Yevgeny Onegin, Alexander Pushkin's great "novel in verse," is already a
great opera (Peter Tchaikovsky) and a great ballet (John Cranko), so why not a
great movie? This Fiennes family affair (Ralph plays Onegin, Martha directs,
and Magnus is listed as composer) is, to my knowledge, the first cinematic
adaptation of Pushkin's poem, and though it's not great, it deserves better
than the limited distribution it seems to be getting. Ralph Fiennes makes a
convincing transition from bored (and boring) St. Petersburg socialite to a man
who's touched by Tatyana's letter even though he can't return her feelings, and
then to the born-again disciple of Venus who falls for Tatyana after she's
married his cousin. Liv Tyler is a heavy, intense, monochromatic Tatyana who's
nonetheless moving in her artlessness; Lena Headey as her sister Olga walks a
delicate, imaginative line between superficial and sympathetic; Toby Stephens
as Olga's beloved Lensky is appropriately boyish and obtuse.
What's more, Martha Fiennes gives unsettling life to the idea that poet Lensky
should have fallen for Tatyana and that it's the flighty, even worldly Olga who
suits Onegin.
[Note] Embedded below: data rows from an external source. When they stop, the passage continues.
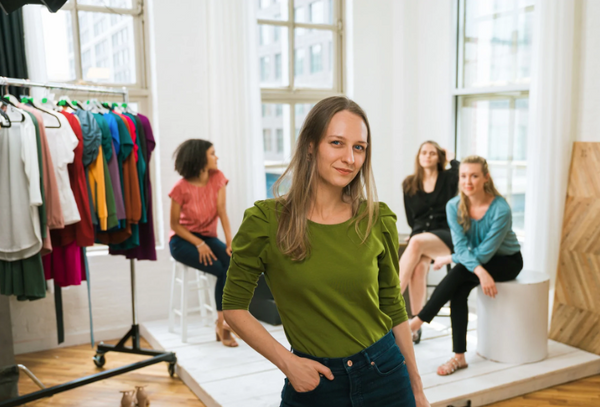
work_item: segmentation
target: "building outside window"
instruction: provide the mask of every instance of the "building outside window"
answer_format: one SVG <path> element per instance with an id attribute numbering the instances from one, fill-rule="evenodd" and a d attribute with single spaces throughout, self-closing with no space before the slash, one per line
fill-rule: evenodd
<path id="1" fill-rule="evenodd" d="M 265 182 L 272 197 L 271 186 L 289 163 L 310 109 L 344 93 L 344 0 L 258 1 Z M 278 40 L 267 43 L 261 32 L 277 33 Z"/>
<path id="2" fill-rule="evenodd" d="M 487 159 L 494 183 L 525 229 L 527 131 L 535 0 L 458 2 L 454 89 L 458 157 Z"/>

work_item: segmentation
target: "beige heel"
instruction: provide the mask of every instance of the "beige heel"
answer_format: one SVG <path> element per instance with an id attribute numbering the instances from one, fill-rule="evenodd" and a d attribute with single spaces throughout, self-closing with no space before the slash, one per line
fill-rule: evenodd
<path id="1" fill-rule="evenodd" d="M 125 390 L 121 391 L 123 393 L 123 398 L 121 398 L 121 407 L 133 407 L 133 395 L 135 394 L 134 390 Z"/>
<path id="2" fill-rule="evenodd" d="M 150 405 L 150 398 L 148 397 L 148 393 L 144 390 L 146 386 L 135 386 L 137 389 L 137 393 L 135 398 L 137 399 L 138 407 L 148 407 Z"/>

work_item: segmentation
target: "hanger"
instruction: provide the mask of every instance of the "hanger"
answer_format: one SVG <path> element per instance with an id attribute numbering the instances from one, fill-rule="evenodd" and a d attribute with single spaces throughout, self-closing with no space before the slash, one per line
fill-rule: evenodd
<path id="1" fill-rule="evenodd" d="M 98 99 L 90 99 L 86 102 L 86 105 L 89 106 L 89 110 L 93 113 L 105 114 L 110 111 L 104 108 Z"/>
<path id="2" fill-rule="evenodd" d="M 127 105 L 127 103 L 121 103 L 121 107 L 123 108 L 124 112 L 137 116 L 137 112 L 134 112 L 133 109 Z"/>
<path id="3" fill-rule="evenodd" d="M 68 96 L 61 96 L 61 98 L 58 101 L 58 105 L 77 110 L 77 107 L 75 107 L 75 104 L 71 101 L 71 98 L 69 98 Z"/>
<path id="4" fill-rule="evenodd" d="M 8 117 L 8 115 L 6 114 L 4 109 L 2 109 L 1 107 L 0 107 L 0 116 L 2 116 L 4 119 L 6 119 L 6 123 L 8 123 L 8 125 L 6 125 L 3 120 L 0 120 L 0 127 L 3 127 L 5 129 L 12 127 L 12 122 L 10 121 L 10 117 Z"/>
<path id="5" fill-rule="evenodd" d="M 21 120 L 14 120 L 14 119 L 9 118 L 11 123 L 23 123 L 25 121 L 25 114 L 23 114 L 23 112 L 13 103 L 13 100 L 16 100 L 16 99 L 17 98 L 15 98 L 13 95 L 6 94 L 2 97 L 2 106 L 10 106 L 11 112 L 17 112 L 21 115 Z M 4 109 L 0 109 L 0 110 L 4 110 Z M 8 116 L 8 112 L 5 111 L 5 113 Z"/>
<path id="6" fill-rule="evenodd" d="M 47 126 L 46 123 L 44 122 L 44 127 L 47 129 L 60 129 L 62 127 L 62 124 L 60 122 L 60 119 L 58 118 L 58 116 L 54 113 L 49 112 L 46 109 L 42 109 L 40 107 L 40 104 L 37 103 L 32 97 L 23 97 L 21 98 L 21 103 L 29 105 L 37 110 L 39 110 L 40 112 L 46 113 L 49 116 L 52 116 L 53 118 L 56 119 L 56 121 L 58 122 L 58 126 Z"/>

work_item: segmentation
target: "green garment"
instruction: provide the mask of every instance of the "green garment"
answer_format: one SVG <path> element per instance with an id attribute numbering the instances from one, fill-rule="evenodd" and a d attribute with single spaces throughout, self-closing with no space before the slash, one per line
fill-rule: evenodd
<path id="1" fill-rule="evenodd" d="M 387 205 L 379 204 L 364 244 L 354 218 L 337 225 L 308 221 L 311 253 L 301 262 L 278 249 L 275 211 L 274 200 L 246 210 L 233 239 L 224 310 L 247 310 L 264 273 L 292 347 L 328 358 L 360 352 L 408 319 L 398 277 L 396 215 Z"/>
<path id="2" fill-rule="evenodd" d="M 44 192 L 44 171 L 42 170 L 44 166 L 44 161 L 42 159 L 42 140 L 40 138 L 40 125 L 31 112 L 27 112 L 33 121 L 33 126 L 35 127 L 35 139 L 37 141 L 37 154 L 38 154 L 38 164 L 40 166 L 40 192 L 42 193 L 42 204 L 38 206 L 38 211 L 40 214 L 40 229 L 42 231 L 42 239 L 46 238 L 48 228 L 46 225 L 48 224 L 48 217 L 46 215 L 46 195 Z"/>
<path id="3" fill-rule="evenodd" d="M 92 113 L 102 133 L 102 165 L 104 166 L 104 189 L 106 190 L 106 208 L 108 210 L 107 229 L 110 230 L 119 225 L 117 219 L 117 204 L 115 203 L 115 192 L 110 179 L 107 162 L 112 157 L 112 136 L 106 119 L 98 113 Z"/>
<path id="4" fill-rule="evenodd" d="M 42 256 L 38 253 L 18 261 L 0 260 L 0 294 L 16 295 L 19 301 L 46 297 Z"/>
<path id="5" fill-rule="evenodd" d="M 126 113 L 125 116 L 129 117 L 132 122 L 136 123 L 136 117 L 132 114 Z M 144 183 L 144 178 L 146 175 L 146 159 L 144 158 L 144 150 L 142 144 L 143 133 L 140 132 L 141 127 L 137 124 L 135 125 L 136 138 L 135 144 L 138 146 L 138 160 L 137 160 L 137 173 L 138 173 L 138 183 L 140 184 L 140 201 L 142 204 L 142 217 L 140 218 L 140 223 L 148 222 L 148 215 L 146 214 L 146 187 Z"/>

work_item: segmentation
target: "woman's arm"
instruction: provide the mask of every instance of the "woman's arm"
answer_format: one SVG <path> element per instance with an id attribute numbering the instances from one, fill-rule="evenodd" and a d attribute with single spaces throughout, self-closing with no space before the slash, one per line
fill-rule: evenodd
<path id="1" fill-rule="evenodd" d="M 406 361 L 406 369 L 408 370 L 410 385 L 412 387 L 413 394 L 415 395 L 417 407 L 429 406 L 429 402 L 427 401 L 423 390 L 421 375 L 419 374 L 419 369 L 417 368 L 415 350 L 412 344 L 412 334 L 410 332 L 410 327 L 408 326 L 408 321 L 404 321 L 403 323 L 396 325 L 392 328 L 392 331 L 394 331 L 396 344 L 400 348 L 400 352 Z"/>
<path id="2" fill-rule="evenodd" d="M 180 238 L 187 240 L 198 249 L 200 255 L 200 263 L 207 265 L 212 264 L 213 260 L 217 260 L 217 256 L 210 250 L 208 245 L 204 243 L 202 239 L 194 235 L 187 228 L 179 223 L 179 217 L 181 216 L 181 205 L 179 205 L 174 199 L 171 198 L 171 230 L 175 232 Z"/>
<path id="3" fill-rule="evenodd" d="M 225 244 L 227 245 L 227 254 L 231 256 L 231 225 L 229 223 L 229 216 L 227 216 L 227 193 L 225 190 L 226 186 L 219 189 L 219 195 L 217 197 L 217 213 L 221 219 L 221 225 L 223 226 L 223 232 L 225 233 Z"/>
<path id="4" fill-rule="evenodd" d="M 238 336 L 277 366 L 287 376 L 296 391 L 314 390 L 319 385 L 319 375 L 333 380 L 329 368 L 288 351 L 248 311 L 237 309 L 223 312 L 225 320 Z"/>

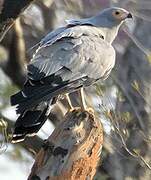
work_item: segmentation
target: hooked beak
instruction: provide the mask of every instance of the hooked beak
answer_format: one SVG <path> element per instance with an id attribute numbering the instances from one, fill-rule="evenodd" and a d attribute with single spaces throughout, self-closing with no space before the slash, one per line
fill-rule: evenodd
<path id="1" fill-rule="evenodd" d="M 125 11 L 122 15 L 121 15 L 121 20 L 126 20 L 126 19 L 132 19 L 133 18 L 133 16 L 132 16 L 132 14 L 131 13 L 129 13 L 128 11 Z"/>
<path id="2" fill-rule="evenodd" d="M 131 18 L 132 19 L 133 18 L 132 14 L 128 13 L 127 18 Z"/>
I just wish it weren't all so arty (Tatyana's silent scream after
the fatal duel, for example) and brooding and, well, British -- this
Onegin calls to mind the Anna Karenina that Masterpiece
Theatre gave us some 25 years ago, a masterpiece in its way but in no way
Russian. The actors butcher their names from time to time, we don't hear the
whole of Tatyana's letter (one of the great passages in all of Russian
literature), and as for the score, why compose drivel when Tchaikovsky is
available? In an ideal world of multiple filmed Onegins, this one would
be just better than average; in the event, it's in a class by itself.